Closing Keynote: Events, Dear Boy, Events - Voxxed Days Singapore 2019

Published on: Saturday, 29 June 2019

Speaker: Tim Berglund (Confluent)

Tim is a teacher, author, and technology leader with Confluent (the company behind Apache Kafka). He serves there as the Senior Director of Developer Experience. He can frequently be found at speaking at conferences in the United States and all over the world.

Tim is the Author of Gradle beyond the basics. He blogs occasionally and is the co-host of the podcast. lives in Colorado, USA with the wife of his youth and their youngest child, the other two having mostly grown up.

Events, Dear Boy, Events.

Harold McMillan was Prime Minister of England from 1957 to 1963, the last British PM born during Queen Victoria’s rule, and one whose wit and even-keeled nature defined his administration. When asked by a reporter what might force his government off the course he had firmly laid out for it, he allegedly replied “Events, dear boy, events.”

The same might be said about what is driving software architectures today. Event-driven systems have enabled organizations to build substantial microservices ecosystems with all of the decoupling and evolvability that we were promised by the distributed computing technologies of 20 years ago. But these systems raise some interesting questions: if events now rule, what has become of entities? If we store events in logs, do we still need databases? Can we merely produce immutable events to trivially scalable logs and loose our microservices to consume them with no regard for what is actually out there in the world?
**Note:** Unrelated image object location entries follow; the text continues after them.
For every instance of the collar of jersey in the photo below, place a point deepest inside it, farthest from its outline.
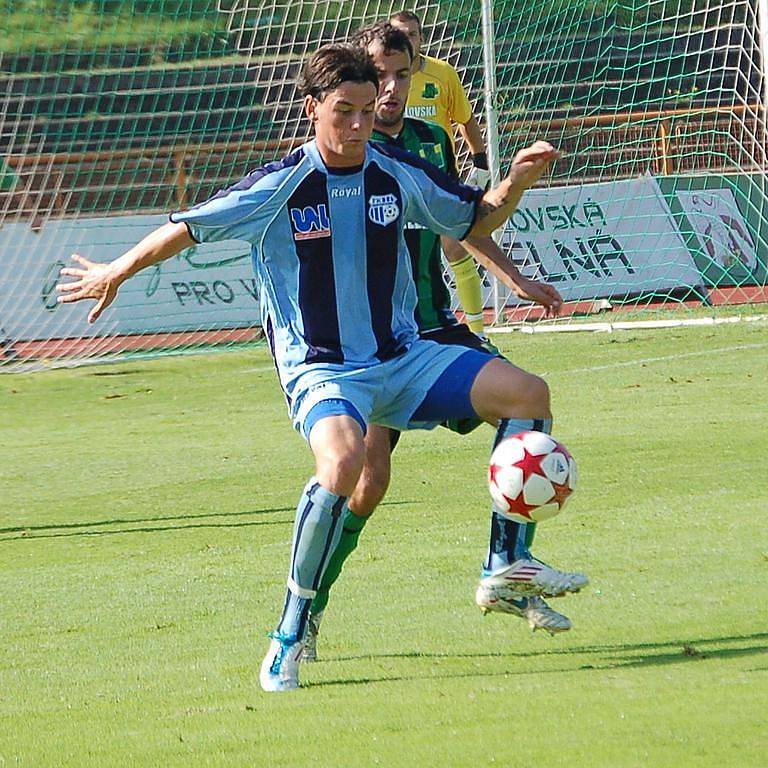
(311, 149)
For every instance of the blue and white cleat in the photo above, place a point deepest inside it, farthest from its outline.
(280, 668)
(532, 578)
(533, 609)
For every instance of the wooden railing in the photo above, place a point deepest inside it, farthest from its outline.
(172, 177)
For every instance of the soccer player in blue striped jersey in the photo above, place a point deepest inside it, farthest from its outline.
(326, 226)
(390, 50)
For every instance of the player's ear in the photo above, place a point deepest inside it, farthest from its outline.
(310, 108)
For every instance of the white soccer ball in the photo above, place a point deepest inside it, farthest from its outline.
(531, 476)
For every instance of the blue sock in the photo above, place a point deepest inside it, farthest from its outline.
(316, 532)
(508, 539)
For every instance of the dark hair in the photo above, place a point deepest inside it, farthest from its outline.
(334, 64)
(390, 38)
(406, 16)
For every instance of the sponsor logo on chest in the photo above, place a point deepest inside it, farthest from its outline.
(346, 192)
(383, 209)
(311, 222)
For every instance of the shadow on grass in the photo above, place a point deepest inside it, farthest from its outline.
(63, 530)
(605, 657)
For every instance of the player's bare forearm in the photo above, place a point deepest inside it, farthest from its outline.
(498, 204)
(472, 135)
(487, 253)
(101, 282)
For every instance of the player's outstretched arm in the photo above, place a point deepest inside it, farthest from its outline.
(486, 252)
(101, 282)
(499, 203)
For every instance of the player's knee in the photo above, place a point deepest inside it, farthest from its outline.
(339, 470)
(536, 392)
(370, 490)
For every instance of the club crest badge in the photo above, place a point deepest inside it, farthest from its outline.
(383, 209)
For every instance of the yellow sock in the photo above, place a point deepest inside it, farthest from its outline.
(470, 293)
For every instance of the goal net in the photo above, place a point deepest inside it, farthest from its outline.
(118, 111)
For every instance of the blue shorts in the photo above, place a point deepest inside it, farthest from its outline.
(417, 390)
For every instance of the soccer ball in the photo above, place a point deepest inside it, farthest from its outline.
(531, 476)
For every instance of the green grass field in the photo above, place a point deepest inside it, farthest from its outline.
(144, 533)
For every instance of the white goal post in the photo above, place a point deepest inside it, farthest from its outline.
(658, 203)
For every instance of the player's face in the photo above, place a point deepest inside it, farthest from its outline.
(343, 123)
(394, 71)
(411, 28)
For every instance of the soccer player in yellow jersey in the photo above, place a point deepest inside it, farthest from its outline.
(438, 96)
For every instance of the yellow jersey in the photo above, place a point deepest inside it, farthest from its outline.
(437, 95)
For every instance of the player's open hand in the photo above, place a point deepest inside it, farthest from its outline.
(530, 163)
(540, 293)
(94, 281)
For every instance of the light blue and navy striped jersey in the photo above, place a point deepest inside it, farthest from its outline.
(329, 251)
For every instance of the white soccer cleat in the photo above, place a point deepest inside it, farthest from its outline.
(531, 578)
(310, 641)
(280, 668)
(533, 609)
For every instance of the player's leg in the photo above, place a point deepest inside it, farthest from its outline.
(369, 491)
(337, 441)
(516, 401)
(468, 283)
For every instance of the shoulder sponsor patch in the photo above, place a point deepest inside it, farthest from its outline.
(383, 209)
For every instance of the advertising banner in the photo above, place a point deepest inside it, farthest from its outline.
(204, 287)
(722, 234)
(615, 239)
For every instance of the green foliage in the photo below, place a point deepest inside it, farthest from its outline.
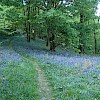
(19, 81)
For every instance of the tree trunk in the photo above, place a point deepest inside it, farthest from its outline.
(95, 43)
(52, 43)
(28, 21)
(81, 34)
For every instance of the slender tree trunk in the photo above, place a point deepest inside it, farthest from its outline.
(47, 42)
(28, 21)
(95, 40)
(81, 35)
(95, 43)
(52, 43)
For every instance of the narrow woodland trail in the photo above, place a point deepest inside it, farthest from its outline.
(43, 85)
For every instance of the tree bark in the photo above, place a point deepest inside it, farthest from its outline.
(52, 43)
(81, 35)
(28, 21)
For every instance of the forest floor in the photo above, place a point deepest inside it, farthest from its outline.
(45, 75)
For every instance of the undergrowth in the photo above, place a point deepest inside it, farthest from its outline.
(19, 82)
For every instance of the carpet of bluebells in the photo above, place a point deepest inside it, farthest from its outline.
(72, 77)
(17, 81)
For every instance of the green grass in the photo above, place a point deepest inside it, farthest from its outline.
(19, 82)
(67, 84)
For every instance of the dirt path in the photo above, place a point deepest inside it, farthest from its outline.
(44, 89)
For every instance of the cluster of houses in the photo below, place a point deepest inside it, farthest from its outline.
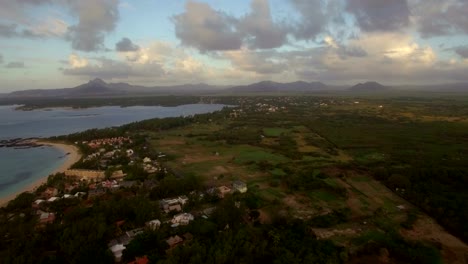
(180, 218)
(50, 195)
(115, 141)
(221, 191)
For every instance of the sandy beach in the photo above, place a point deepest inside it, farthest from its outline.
(73, 157)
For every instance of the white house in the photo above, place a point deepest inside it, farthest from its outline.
(239, 186)
(183, 218)
(154, 224)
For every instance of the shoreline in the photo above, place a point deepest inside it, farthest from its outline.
(70, 159)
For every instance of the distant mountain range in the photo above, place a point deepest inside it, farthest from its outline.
(99, 88)
(369, 87)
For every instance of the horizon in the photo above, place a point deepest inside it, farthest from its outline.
(55, 44)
To make sense of this, we turn to the past. Spanning 2,500 years before McMillan deployed his wit on that poor reporter, we will look at what Heraclitus, Aristotle, Karl Popper, and W.V.O. Quine thought and wrote about these same questions. Are there things in the world that maintain their identity over time, or is the world just a sequence of experiences? Life may be a stream of events, but sometimes I still want to look things up by key. Four great thinkers will help be better at following the paradigm that will be shaping our systems for the next generation. And as usual, a good philosophy lesson will make us better at practical tasks. We’ll apply a rich view of events and entities to a proposed microservices architecture that can last the next decade.